LilórienSilme
~ Fanfiction-Autorin ~
Kapitel 1
~ Vardas Worte
Den Weg von Lórien nach Bruchtal zu reiten war für mich eine reine Qual. Ständig stellten sich die Härchen in meinem Nacken auf und ich blickte hinter mich, doch wenn ich mich im Sattel schließlich umgedreht hatte, war der Pfad hinter uns so verlassen wie vor uns. Nur eine schreckliche Ahnung blieb von dem zurück, was meine Schwester hier vor Jahren hatte erleiden müssen.
Die Nachricht, dass sie auf ihrem Weg zu uns nach Hause von Orks aufgegriffen worden war, musste unsere Eltern damals ziemlich erschreckt haben. Ich kann es ihnen nicht verdenken. Vermutlich hat unsere Mutter sofort ihren Spiegel befragt, doch es waren Celebríans Söhne, die sie schlussendlich aus den Fängen des Feindes befreien konnten und nach Hause gebracht haben, wo mein Schwager zwar ihre körperlichen Wunden heilen konnte, aber nie ihre seelischen.

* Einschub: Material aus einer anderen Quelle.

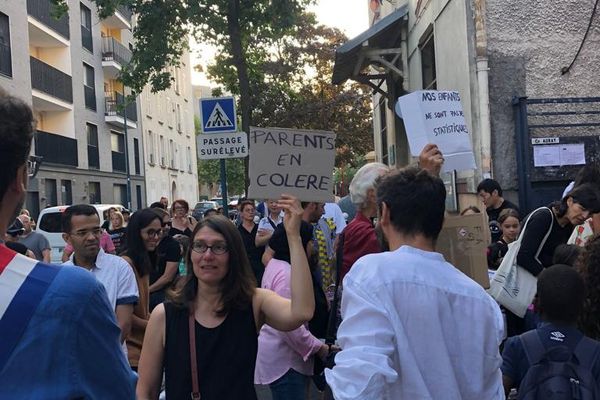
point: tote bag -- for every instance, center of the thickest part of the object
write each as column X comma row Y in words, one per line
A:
column 513, row 286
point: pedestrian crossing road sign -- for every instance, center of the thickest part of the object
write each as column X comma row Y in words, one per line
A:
column 218, row 115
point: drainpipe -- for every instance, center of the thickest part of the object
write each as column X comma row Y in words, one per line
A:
column 483, row 87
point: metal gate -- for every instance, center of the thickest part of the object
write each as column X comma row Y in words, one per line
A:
column 554, row 138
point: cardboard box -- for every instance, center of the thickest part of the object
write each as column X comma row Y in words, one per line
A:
column 463, row 242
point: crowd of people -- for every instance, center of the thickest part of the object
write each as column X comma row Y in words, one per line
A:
column 159, row 303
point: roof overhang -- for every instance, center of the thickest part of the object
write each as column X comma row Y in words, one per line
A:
column 380, row 47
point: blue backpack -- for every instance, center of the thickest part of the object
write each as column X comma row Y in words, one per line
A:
column 559, row 373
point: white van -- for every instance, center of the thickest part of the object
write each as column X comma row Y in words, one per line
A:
column 49, row 224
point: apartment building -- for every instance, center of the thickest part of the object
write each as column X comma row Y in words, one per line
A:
column 167, row 120
column 503, row 57
column 67, row 70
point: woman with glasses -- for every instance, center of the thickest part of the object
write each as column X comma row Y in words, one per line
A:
column 143, row 234
column 220, row 304
column 182, row 223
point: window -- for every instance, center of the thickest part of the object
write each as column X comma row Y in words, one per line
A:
column 163, row 161
column 86, row 28
column 89, row 87
column 120, row 194
column 94, row 193
column 117, row 142
column 172, row 153
column 151, row 160
column 92, row 138
column 427, row 47
column 383, row 129
column 136, row 155
column 67, row 192
column 5, row 54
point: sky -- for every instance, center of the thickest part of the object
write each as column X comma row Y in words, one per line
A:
column 348, row 15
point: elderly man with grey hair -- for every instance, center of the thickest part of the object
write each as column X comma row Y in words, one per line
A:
column 360, row 236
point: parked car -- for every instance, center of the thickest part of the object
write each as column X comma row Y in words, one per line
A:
column 50, row 225
column 202, row 206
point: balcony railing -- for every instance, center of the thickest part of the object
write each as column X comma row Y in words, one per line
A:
column 5, row 60
column 113, row 104
column 112, row 50
column 118, row 161
column 125, row 12
column 42, row 11
column 56, row 149
column 50, row 80
column 86, row 38
column 89, row 95
column 93, row 157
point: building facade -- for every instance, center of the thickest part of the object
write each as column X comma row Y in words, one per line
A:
column 491, row 51
column 169, row 138
column 67, row 71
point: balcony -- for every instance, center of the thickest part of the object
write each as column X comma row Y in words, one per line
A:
column 121, row 19
column 44, row 29
column 119, row 162
column 56, row 149
column 5, row 60
column 114, row 56
column 52, row 88
column 86, row 39
column 114, row 113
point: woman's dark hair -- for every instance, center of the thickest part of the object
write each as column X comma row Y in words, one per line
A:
column 589, row 268
column 279, row 243
column 238, row 285
column 182, row 203
column 136, row 250
column 587, row 195
column 506, row 214
column 566, row 254
column 475, row 209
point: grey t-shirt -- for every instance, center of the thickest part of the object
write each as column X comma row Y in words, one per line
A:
column 37, row 243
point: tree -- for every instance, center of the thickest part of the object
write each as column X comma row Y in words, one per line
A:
column 233, row 26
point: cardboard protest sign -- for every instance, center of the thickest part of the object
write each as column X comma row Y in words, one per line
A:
column 291, row 161
column 432, row 116
column 463, row 242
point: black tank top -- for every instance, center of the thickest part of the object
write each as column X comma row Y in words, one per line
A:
column 226, row 356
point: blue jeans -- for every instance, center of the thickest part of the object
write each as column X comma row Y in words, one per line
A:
column 291, row 386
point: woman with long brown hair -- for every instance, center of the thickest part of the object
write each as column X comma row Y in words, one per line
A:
column 224, row 311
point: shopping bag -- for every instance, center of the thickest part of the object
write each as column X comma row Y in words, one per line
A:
column 512, row 286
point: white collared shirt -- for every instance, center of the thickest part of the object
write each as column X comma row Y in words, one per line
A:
column 117, row 277
column 414, row 327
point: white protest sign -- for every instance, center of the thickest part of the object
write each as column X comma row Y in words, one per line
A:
column 291, row 161
column 222, row 145
column 432, row 116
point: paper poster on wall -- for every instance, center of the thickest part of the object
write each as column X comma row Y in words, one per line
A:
column 559, row 155
column 291, row 161
column 432, row 116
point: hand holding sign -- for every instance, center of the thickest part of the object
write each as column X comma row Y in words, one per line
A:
column 432, row 116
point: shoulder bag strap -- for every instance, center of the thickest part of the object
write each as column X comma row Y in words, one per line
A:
column 533, row 346
column 195, row 395
column 331, row 324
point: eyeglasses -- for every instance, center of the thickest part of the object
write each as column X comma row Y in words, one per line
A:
column 154, row 233
column 217, row 248
column 33, row 165
column 82, row 234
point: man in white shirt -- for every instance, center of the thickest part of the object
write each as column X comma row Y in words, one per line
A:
column 267, row 225
column 81, row 228
column 415, row 327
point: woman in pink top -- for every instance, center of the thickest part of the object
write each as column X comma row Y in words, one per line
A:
column 285, row 359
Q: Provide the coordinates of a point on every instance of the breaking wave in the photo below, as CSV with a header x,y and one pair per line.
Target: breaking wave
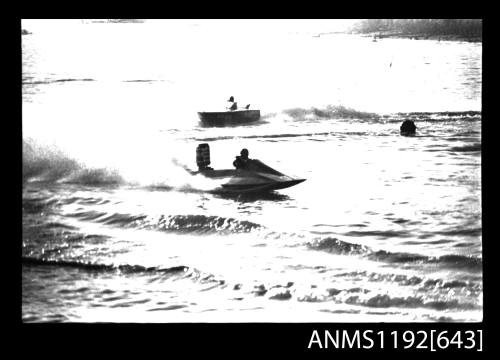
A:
x,y
127,269
200,224
335,246
43,163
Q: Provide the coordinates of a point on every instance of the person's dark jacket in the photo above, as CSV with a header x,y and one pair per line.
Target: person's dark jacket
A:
x,y
241,162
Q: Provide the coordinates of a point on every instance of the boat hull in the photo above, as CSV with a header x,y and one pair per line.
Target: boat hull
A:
x,y
224,118
244,181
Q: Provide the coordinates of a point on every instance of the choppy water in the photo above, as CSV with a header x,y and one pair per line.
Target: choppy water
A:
x,y
386,228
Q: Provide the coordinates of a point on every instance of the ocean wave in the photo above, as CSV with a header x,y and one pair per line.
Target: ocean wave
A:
x,y
89,266
335,246
340,112
199,224
466,148
48,164
329,112
385,301
51,81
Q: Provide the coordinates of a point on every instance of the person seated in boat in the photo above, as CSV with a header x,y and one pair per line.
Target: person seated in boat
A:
x,y
232,105
242,161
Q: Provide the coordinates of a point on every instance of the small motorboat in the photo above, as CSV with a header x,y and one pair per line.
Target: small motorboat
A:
x,y
257,177
230,117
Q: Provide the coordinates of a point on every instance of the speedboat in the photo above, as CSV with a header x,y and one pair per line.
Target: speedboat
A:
x,y
230,117
256,178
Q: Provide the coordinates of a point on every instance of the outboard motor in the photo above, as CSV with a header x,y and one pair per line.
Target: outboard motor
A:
x,y
203,156
408,128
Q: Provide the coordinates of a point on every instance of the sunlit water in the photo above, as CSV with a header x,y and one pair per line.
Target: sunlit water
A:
x,y
386,228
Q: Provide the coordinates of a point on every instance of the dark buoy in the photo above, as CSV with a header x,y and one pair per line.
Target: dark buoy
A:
x,y
408,128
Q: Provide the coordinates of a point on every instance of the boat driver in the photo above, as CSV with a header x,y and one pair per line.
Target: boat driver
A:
x,y
242,161
232,105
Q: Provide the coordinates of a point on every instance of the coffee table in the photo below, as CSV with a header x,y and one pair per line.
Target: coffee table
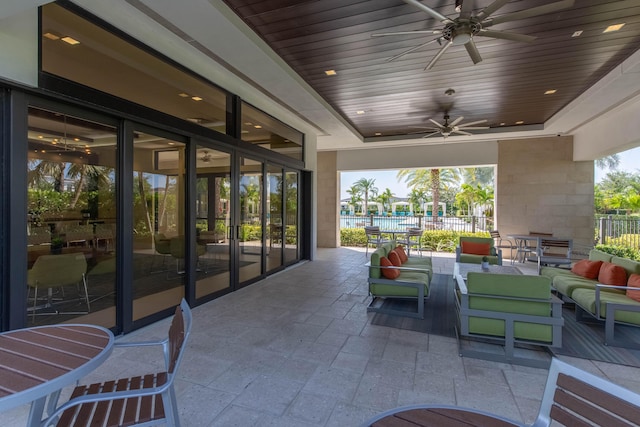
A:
x,y
462,268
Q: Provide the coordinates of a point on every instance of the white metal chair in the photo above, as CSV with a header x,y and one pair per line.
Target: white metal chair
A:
x,y
554,252
572,397
140,400
57,271
503,243
412,238
374,237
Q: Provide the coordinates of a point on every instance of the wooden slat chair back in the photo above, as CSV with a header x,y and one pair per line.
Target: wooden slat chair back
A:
x,y
140,400
574,397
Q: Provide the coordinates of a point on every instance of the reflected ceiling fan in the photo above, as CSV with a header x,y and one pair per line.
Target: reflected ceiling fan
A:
x,y
463,29
455,127
205,157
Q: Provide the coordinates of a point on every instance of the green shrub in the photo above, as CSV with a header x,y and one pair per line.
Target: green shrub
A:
x,y
621,251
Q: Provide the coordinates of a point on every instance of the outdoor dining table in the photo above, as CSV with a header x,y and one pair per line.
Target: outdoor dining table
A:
x,y
40,361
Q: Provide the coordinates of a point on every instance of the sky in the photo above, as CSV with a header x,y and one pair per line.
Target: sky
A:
x,y
629,161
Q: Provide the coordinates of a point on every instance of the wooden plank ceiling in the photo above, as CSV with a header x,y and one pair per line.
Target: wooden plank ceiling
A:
x,y
506,88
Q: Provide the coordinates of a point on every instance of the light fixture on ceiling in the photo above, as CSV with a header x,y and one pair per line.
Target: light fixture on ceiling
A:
x,y
614,27
70,40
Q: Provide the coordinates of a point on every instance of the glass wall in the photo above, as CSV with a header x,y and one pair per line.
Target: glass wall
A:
x,y
249,231
78,50
274,219
158,223
261,129
213,220
71,227
292,246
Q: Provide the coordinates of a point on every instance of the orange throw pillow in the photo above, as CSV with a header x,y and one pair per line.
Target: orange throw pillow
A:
x,y
586,268
402,253
611,274
476,248
389,273
634,282
394,258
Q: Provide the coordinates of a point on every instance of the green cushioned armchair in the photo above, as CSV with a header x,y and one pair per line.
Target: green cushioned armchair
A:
x,y
510,309
468,244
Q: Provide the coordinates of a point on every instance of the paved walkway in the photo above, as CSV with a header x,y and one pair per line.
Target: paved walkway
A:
x,y
298,349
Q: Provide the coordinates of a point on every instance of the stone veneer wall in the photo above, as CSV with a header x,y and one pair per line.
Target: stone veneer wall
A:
x,y
328,200
540,188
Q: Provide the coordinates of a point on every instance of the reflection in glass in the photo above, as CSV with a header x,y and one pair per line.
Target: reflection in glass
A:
x,y
213,220
71,227
292,245
261,129
149,81
158,224
250,230
274,217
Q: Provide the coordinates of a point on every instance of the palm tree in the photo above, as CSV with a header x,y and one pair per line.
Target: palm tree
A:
x,y
354,193
367,187
385,198
428,178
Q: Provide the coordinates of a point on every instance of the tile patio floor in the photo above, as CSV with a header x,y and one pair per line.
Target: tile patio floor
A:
x,y
298,349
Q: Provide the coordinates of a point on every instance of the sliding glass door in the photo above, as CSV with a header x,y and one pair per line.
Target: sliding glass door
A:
x,y
213,204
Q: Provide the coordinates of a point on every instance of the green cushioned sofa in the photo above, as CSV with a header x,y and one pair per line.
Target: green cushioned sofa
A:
x,y
413,282
494,257
511,309
606,303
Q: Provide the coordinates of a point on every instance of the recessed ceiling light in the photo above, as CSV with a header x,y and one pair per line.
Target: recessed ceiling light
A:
x,y
70,40
614,27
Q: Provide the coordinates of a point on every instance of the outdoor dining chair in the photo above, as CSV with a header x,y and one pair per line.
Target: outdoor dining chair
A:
x,y
572,397
374,237
140,400
57,271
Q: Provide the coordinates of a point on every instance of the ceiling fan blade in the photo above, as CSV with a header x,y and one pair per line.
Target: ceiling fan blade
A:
x,y
438,55
431,134
436,123
413,49
429,11
467,8
404,33
506,36
456,121
490,9
472,50
477,122
528,13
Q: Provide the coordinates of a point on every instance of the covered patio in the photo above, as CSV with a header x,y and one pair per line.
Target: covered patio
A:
x,y
299,349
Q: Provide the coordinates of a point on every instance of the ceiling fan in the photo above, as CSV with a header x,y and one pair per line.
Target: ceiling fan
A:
x,y
455,127
206,157
463,29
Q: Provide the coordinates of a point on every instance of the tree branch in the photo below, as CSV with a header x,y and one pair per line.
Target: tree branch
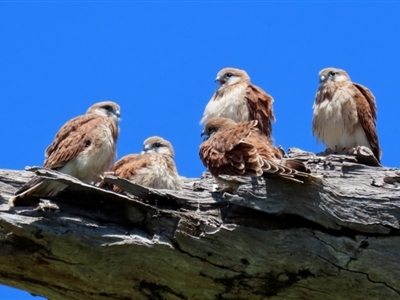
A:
x,y
331,237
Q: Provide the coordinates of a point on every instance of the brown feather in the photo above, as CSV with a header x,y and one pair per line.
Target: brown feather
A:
x,y
366,112
238,99
238,149
259,104
84,147
344,113
155,167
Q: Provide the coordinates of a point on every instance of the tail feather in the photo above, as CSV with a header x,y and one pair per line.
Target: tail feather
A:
x,y
28,194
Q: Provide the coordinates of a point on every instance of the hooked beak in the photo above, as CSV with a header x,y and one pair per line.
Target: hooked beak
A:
x,y
146,148
205,134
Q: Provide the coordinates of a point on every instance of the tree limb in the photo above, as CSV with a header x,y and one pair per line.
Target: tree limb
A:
x,y
333,237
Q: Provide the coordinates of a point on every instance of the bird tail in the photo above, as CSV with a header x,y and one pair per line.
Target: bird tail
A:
x,y
291,169
28,194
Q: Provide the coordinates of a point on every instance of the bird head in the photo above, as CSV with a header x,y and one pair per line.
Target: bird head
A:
x,y
107,108
332,75
230,76
156,144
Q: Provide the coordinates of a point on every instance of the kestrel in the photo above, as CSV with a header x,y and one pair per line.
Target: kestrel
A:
x,y
344,114
238,149
84,147
154,167
238,99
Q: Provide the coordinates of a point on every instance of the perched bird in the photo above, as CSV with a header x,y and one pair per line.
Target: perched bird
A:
x,y
84,147
344,114
154,167
238,99
238,149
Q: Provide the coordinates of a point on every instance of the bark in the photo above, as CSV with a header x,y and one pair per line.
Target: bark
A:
x,y
336,236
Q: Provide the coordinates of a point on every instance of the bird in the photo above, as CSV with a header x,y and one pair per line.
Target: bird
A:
x,y
238,99
84,147
239,149
344,114
154,167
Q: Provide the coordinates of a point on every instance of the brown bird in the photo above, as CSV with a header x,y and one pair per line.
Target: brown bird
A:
x,y
238,99
84,147
344,114
154,167
238,149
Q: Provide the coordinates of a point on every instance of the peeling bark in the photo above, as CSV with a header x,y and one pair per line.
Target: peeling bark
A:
x,y
333,237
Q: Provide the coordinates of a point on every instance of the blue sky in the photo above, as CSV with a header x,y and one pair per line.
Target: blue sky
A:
x,y
158,61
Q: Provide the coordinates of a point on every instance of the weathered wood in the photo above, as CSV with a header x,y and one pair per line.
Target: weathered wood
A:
x,y
333,237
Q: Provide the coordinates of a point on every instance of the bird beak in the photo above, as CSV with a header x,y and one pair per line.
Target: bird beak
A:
x,y
205,134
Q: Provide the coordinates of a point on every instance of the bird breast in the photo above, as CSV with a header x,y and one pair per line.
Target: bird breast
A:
x,y
335,120
230,103
97,158
160,174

Wir waren uns nur kurz begegnet, damals im Westen. Nicht viel Zeit war uns geblieben, uns als Schwestern zu fühlen, als sie in die Unsterblichen Lande kam, denn kaum war sie dort, fühlte ich, dass meine Zeit gekommen war, um nach Mittelerde zurückzukehren. Doch selbst wenn wir uns nur für ein paar Wochen wieder wie Elbenkinder benehmen konnten, so konnte ich doch erkennen, welch Schatten sich auf ihre Seele gelegt hatte, denn ihr Blick hatte sich verfinstert und sie war nicht mehr die Schwester, die sie in meiner Kindheit gewesen war.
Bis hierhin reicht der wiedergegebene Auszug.